El horizonte como droga
Continuamos buscando galaxias fuera y genes dentro. Como los extremos se tocan, llegará un momento en que al asomarnos a un gen veamos una galaxia y viceversa. La realidad —no lo digo yo, lo dicen los científicos— tiene forma de gusano enroscado: si consigues llegar a la boca y salir de ella, te metes sin darte cuenta en el culo y vuelves a empezar. La frontera entre el mapa genético y el cósmico es más delgada que una cuchilla de afeitar, aunque tan cortante como ella. Si limamos sus bordes, veremos finalmente que entre un elefante y una hormiga no hay diferencias sustanciales, ni siquiera de tamaño. Al fondo del pasillo, o de la realidad, no hay otra cosa que un espejo que nos multiplica.
Demagogia en vena
Como la droga está prohibida, el gobierno ha habilitado unas salas para que usted se pinche sin temor a ser detenido y con todas las garantías higiénicas.

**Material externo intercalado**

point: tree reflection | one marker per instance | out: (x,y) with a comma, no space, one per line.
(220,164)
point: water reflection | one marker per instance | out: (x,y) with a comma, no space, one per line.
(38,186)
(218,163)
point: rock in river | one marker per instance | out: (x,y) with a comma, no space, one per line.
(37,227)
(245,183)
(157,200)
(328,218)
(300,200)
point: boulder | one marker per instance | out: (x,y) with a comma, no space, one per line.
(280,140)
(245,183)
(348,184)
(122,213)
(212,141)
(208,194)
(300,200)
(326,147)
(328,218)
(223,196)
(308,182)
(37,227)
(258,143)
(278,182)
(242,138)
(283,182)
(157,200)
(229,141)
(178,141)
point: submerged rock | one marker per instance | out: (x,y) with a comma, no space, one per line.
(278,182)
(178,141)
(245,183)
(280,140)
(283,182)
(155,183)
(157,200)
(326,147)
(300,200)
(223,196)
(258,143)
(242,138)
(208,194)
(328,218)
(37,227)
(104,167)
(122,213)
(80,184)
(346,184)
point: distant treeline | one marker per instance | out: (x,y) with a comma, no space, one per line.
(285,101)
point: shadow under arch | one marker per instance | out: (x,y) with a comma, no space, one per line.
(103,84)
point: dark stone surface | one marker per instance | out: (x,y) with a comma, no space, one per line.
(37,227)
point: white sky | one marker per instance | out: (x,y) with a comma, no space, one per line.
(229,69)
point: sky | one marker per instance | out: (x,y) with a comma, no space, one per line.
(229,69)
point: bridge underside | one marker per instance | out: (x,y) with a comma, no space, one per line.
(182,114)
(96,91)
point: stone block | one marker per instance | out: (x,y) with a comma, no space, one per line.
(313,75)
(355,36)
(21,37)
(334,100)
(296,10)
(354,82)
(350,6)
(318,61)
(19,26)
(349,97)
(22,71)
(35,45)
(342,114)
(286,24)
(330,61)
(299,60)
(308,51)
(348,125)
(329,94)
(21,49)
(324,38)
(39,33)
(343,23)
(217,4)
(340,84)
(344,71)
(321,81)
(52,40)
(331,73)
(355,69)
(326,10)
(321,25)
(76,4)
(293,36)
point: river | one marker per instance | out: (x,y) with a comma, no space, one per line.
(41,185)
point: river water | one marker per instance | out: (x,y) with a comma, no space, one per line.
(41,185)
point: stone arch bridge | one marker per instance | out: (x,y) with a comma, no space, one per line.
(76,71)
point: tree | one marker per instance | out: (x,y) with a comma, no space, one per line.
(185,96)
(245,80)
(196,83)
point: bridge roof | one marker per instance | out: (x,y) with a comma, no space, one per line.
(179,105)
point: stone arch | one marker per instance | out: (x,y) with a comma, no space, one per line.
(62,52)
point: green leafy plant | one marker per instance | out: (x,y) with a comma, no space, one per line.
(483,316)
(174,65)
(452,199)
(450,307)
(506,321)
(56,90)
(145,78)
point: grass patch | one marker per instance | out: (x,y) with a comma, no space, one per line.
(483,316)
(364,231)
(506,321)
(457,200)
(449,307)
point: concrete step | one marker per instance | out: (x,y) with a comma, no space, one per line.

Dado que desde el punto de venta ilegal a la narcosala legal hay setecientos metros, las autoridades están dándole vueltas también a la idea de poner unos todoterrenos a disposición de los usuarios. En las salas de venopunción (así las llaman) habrá además personal especializado en analizar la droga ilegal que usted acaba de adquirir sin problemas, para decirle si está adulterada o no y en qué grado, de modo que usted sepa si corre peligro de muerte al inyectársela. En tal caso, no se la cambiarán por otra, pues se supone que usted ya es mayor para decidir por sí mismo si se la pone y muere o si sale en pleno mono a dar un tirón de mil duros para comprar otra dosis con menos arsénico. A todos nos parece mal que la droga se mezcle con matarratas o con mármol pulverizado, pero de eso no tiene la culpa nadie: es un efecto secundario de la prohibición. El caso es que no se puede medir su calidad hasta después de adquirida porque hacerlo antes significaría vulnerar la ley. No intente usted entenderlo. Se impone el tirón, en fin, o el atraco a punta de navaja, que aunque también están prohibidos son más rápidos que hacer las cosas bien.